Buckinghams’ Big E concert promises not to be a dragDate: 9/20/2011 By Craig Harris
Special to Reminder Publications
During an eighteen-month span, from 1967 until 1968, there were few bands as successful as the Buckinghams. Driven by a driving, R&B-rooted, horn section, the Chicago-based group was one of the few American bands to succeed during the British Invasion of the mid-1960s. Kicking off with a chart-topping debut single, “Kind Of A Drag,” they quickly followed it up with a string of top 10 hits that included “Don’t You Care,” “Mercy, Mercy, Mercy,” “Hey Baby, They’re Playing Our Song),” and “Susan.”
Temporarily disbanding in 1970, the Buckinghams have, since reuniting for ChicagoFest in 1980, proven to be resilient. They’ll be bringing their dance-inspiring mix of hits and new material to the Big E from Sept. 23 to 27.
Original lead singer Dennis Tufano has elected to focus on a film career that he began in the early-80s. But, founding guitarist-turned-lead vocalist Carl Giammarese and bassist Nick Fortuna provide a link to the Buckingham’s earliest days.
“I was 16 when Nick and I met,” Giammarese said. “He was in the Centurions, a band that my cousin formed when the Beatles and the British Invasion were starting to take off. It wasn’t much of a band, just the three of us playing through one amplifier.”

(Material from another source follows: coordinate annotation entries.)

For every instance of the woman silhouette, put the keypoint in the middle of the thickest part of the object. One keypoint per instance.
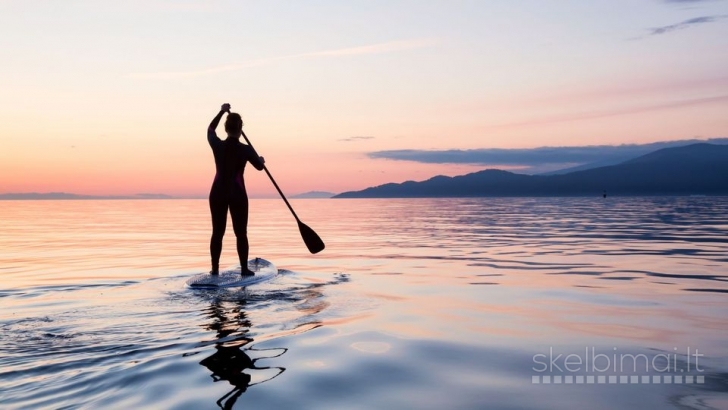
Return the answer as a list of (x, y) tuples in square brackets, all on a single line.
[(228, 188)]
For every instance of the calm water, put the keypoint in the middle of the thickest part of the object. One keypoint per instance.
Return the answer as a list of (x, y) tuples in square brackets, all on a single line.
[(452, 303)]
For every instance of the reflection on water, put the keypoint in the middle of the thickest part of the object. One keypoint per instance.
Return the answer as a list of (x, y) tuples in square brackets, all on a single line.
[(230, 360), (414, 304)]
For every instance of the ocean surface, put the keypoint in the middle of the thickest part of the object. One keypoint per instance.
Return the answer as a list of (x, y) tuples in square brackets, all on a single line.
[(548, 303)]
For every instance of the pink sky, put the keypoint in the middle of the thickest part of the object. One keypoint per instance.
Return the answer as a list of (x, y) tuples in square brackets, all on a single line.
[(112, 99)]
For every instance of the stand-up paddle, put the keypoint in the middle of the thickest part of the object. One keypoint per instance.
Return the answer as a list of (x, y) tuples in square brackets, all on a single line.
[(310, 238)]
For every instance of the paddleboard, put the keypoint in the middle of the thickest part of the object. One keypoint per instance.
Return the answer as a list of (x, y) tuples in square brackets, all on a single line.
[(264, 270)]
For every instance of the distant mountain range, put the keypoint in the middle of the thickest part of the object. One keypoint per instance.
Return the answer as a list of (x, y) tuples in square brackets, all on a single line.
[(65, 195), (697, 169)]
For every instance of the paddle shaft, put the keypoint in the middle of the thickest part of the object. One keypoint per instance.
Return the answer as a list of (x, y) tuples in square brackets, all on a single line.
[(273, 181)]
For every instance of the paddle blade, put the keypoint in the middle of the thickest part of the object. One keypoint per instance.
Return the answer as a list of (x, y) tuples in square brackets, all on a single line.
[(310, 238)]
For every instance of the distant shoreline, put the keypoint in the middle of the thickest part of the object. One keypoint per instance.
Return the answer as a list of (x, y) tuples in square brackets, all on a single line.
[(597, 196)]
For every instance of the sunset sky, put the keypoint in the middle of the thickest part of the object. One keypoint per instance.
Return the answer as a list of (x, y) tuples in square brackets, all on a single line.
[(114, 98)]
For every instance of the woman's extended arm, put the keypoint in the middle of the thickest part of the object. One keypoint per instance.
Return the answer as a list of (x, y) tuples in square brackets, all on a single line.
[(256, 160), (215, 121)]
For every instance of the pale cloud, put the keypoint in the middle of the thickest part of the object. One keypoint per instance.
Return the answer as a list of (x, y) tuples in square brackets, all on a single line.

With the Centurions disbanding, after a year and a half, Giammarese went on to join another local group, the Pulsations. Fortuna soon followed, switching from guitar to the bass. Through the efforts and connections of their manager, the group secured a 13-week slot on a variety show, “All Time Hits,” aired by Chicago TV station, WGN.
“We were the token rock band,” Giammarese said. “Whatever was on the top-40 that week, we’d play.”
Encouraged to change their name, the Pulsations became the Buckinghams.
“A security guard, who became a friend of ours, came up with the name,” Giammarese remembered. “We couldn’t believe that nobody was using it.”
Signed by a local record label, USA Records, the Buckinghams released a dozen singles before scoring their first hit, “Kind Of A Drag.”
“None of us were songwriters,” Giammarese said, “so we mainly did cover material. We did the Beatles’ ‘I Call Your Name’ and had a top-40 hit in the Midwest. We tried a Hollies song [‘I’ve Been Wronged’] and James Brown’s ‘I’ll Go Crazy.’”
The quest for an original song extended beyond the band. “There was a guy [Jimmy Soul] who played in a Vegas-y R&B group,” Giammarese said. “He had written some songs that weren’t right for his band but he thought that maybe we could use them. The first song that he gave to our manager was ‘Kind Of A Drag.’ He threw it on a tape player with just him strumming a guitar and singing.”
At the suggestion of co-producer Dan Belloc, a horn section arranged by trombone player, Frank Tesinsky, augmented the band’s sound on the single. “It was heavy on the ‘bone sound,” Giammarese said, “and it sounded like magic.”
Released in late December 1966, “Kind Of A Drag” was an immediate smash, reaching the top rung of the best selling charts within a month. The band, though, was in turmoil.
“We had fired our keyboard player,” Giammarese explained, “and we didn’t have it all together. We had to reorganize quickly.”
The Buckinghams were not the only ones unprepared for the single’s success. “Our contract with USA Records was up,” Giammarese said, “and they hadn’t had the sense to re-sign us. We realized that we had gotten really lucky with ‘Kind Of A Drag’ and, if we were going to keep that kind of success going, we’d better find a manager who knew what he was doing, a record producer and a record label.”
Signing with the much-larger Columbia Records, the Buckinghams continued to flourish under the guidance of producer James William Guercio. “He was quite instrumental in getting us to be recorded right,” Giammarese recalled, “choosing the songs and getting the arrangers to arrange them the way the he heard them.”
Though they enjoyed their most successful period with Guercio, the Buckinghams’ involvement with the future producer of similarly pop-rock horn driven bands, Blood, Sweat and Tears and Chicago, was brief. “Guercio was a very talented man,” Giammarese said, “but I don’t know if he was really looking out for our interests. He promised that he would share the publishing with us and pretty much reneged on that promise.”
The split with Guercio, though, was only one factor contributing to the band’s demise. “It’s never one thing,” Giammarese said. “We were having problems with Columbia and we wanted to do different things.”
Giammarese remained active following the group’s breakup. In addition to recording three duo albums, with Dennis Tufano, in the 1970s, he launched a highly successful second career as a singer of advertising jingles and released a solo album, “Trying Not To Fade” in 2002.